Okay. I’m not really as sarcastic as all that about this. I do think there are definitely cases in which men get the short end of the stick, especially when it comes to things like divorce and custody battles. I also believe that male rape is more common than we think and that women can sometimes be very emotionally and physically abusive to their male partners. I also think that cultural expectations and definitions of masculinity are just as damaging as those of femininity, and it’s true that men’s cancers like testicular and prostate cancer aren’t as widely discussed as breast cancer (though men get breast cancer too).
But to claim that men are generally discriminated against enough to require a movement equal to feminism? I don’t think so.

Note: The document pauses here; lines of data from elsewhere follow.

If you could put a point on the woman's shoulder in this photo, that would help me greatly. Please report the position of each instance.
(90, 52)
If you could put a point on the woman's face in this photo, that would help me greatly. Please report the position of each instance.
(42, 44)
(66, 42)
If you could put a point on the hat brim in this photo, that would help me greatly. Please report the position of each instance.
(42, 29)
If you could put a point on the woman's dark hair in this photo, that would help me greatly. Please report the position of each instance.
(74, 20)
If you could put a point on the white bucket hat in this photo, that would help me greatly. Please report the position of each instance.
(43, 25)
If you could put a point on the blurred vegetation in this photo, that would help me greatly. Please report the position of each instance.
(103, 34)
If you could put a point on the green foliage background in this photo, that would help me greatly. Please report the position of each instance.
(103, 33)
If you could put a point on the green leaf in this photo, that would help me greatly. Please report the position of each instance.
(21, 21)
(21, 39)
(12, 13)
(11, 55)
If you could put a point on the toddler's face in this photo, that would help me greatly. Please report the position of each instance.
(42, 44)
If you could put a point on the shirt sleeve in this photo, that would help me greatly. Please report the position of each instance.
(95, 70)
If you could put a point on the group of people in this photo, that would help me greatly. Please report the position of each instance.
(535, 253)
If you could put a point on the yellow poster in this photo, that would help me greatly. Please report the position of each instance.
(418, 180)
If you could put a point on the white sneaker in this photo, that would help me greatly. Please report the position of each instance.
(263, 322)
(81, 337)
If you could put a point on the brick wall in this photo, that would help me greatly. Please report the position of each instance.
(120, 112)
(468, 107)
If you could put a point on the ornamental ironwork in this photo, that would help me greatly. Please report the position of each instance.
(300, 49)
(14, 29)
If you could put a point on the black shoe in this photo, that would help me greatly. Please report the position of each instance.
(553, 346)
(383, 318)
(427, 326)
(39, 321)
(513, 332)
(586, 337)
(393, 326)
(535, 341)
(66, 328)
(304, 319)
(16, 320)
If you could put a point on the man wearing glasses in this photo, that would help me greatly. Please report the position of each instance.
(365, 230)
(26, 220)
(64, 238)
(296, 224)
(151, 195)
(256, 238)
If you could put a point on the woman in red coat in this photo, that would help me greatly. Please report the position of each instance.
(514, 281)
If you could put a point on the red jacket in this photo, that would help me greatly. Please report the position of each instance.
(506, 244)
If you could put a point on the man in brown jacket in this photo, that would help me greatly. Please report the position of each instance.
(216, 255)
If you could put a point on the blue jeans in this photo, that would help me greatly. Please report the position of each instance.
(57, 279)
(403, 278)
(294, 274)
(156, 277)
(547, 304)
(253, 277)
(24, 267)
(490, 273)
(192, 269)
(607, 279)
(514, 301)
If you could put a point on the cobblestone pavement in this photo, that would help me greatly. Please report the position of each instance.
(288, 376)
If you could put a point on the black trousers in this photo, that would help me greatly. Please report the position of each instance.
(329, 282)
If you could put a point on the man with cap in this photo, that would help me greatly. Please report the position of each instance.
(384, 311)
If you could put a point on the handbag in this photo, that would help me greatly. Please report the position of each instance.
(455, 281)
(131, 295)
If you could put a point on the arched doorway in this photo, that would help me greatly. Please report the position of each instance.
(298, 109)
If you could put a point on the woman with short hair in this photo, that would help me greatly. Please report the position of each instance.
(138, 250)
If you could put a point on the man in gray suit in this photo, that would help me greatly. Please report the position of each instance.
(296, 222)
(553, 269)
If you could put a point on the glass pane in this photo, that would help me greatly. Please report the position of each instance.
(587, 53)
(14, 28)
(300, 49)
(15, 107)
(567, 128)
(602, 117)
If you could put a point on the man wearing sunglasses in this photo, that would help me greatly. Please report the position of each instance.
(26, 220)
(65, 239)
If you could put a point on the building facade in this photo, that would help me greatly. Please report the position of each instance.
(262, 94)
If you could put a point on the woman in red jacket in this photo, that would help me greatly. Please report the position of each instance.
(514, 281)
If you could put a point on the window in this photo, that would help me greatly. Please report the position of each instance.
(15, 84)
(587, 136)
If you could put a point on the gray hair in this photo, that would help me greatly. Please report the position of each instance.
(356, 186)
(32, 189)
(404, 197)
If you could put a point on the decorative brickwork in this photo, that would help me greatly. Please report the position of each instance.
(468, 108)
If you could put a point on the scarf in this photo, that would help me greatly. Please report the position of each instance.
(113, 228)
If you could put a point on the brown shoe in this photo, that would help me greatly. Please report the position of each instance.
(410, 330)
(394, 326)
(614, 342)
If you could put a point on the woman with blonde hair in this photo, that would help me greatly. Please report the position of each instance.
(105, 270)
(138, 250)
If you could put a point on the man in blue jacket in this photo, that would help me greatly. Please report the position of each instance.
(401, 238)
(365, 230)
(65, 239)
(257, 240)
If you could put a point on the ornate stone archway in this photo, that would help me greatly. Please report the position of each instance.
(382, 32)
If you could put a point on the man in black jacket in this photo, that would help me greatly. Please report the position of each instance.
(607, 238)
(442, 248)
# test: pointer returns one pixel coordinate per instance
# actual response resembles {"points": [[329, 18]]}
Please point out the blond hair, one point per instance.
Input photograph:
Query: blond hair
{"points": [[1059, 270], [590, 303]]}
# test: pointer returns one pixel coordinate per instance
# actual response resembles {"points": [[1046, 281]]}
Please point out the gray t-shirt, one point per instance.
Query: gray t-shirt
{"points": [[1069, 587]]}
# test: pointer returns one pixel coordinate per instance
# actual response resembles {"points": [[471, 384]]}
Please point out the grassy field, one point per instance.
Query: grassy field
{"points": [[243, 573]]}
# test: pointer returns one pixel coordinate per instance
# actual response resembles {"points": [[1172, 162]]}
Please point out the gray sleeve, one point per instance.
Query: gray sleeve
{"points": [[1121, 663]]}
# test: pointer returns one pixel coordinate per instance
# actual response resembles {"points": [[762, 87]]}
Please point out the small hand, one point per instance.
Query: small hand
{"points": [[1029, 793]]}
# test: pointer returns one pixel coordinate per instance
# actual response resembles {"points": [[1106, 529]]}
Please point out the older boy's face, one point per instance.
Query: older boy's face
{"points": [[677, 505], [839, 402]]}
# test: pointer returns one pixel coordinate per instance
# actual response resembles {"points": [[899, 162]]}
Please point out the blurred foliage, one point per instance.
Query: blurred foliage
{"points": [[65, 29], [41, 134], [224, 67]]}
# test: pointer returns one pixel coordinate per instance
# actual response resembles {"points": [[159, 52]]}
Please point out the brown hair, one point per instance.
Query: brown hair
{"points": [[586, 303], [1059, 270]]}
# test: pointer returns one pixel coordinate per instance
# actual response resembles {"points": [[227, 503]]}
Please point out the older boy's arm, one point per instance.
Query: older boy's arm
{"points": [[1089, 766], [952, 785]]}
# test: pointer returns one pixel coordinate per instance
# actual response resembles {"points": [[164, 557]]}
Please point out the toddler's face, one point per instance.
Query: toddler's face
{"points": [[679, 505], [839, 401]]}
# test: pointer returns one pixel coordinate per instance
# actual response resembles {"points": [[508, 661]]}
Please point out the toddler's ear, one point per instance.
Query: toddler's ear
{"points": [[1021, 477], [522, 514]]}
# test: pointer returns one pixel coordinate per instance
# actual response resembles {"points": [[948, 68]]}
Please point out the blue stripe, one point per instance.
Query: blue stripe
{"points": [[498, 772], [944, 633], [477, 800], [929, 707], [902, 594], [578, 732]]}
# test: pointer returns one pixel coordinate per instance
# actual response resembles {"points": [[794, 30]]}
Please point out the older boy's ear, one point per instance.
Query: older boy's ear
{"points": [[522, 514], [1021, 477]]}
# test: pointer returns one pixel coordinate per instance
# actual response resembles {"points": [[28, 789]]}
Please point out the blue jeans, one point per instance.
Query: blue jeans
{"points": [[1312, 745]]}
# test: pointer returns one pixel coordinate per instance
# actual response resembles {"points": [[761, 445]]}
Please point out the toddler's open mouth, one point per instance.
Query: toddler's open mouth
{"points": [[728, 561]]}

Here I think we need to make a distinction between legal discrimination and social discrimination. Legal discrimination, to me, refers to things like women being charged more for health insurance because they’re women, or the pay gap, or birth control not being covered by insurance when erectile dysfunction medications are, or custody courts that favor the mother inherently, or divorce settlements that require unnecessary alimony. Social discrimination is where we get into ideas of what femininity and masculinity are, and where judgements are passed for adhering/not adhering to those ideas, etc.
I think the biggest so-called “men’s rights issue” comes from our cultural ideas of manliness. The problem is that while definitions of femininity are being adjusted to align more with what women actually are and what they actually want for themselves, the definition of masculinity has remained essentially the same: society wants a man to be a big, strong, clever-but-not-too-clever breadwinner who is more practical than emotional and who directs his life through his own sound judgement rather than through any kind of collaboration.
This model worked well with the old masculine-dictated femininity. However, feminism has carried us closer and closer to a feminine-dictated femininity that places men and women on equal footing. Equal is the operative word here, people. It’s about creating a society of partners, a society where leadership is based on merit rather than gender. It’s not about flipping it so that women are in power and men are begging for scraps. Frankly, it’s about ending discrimination against anyone. The rights of one should not be to infringe on the rights of another.
Rather than whining that the expansion of women’s rights has curtailed men’s rights or led to discrimination against men, I feel like men should be asking themselves what kind of people they want to be, rather than thinking about what society expects them to be. I mean, wouldn’t it be a relief to know that you don’t need to be the sole provider for a group of perhaps three or four people in this economy?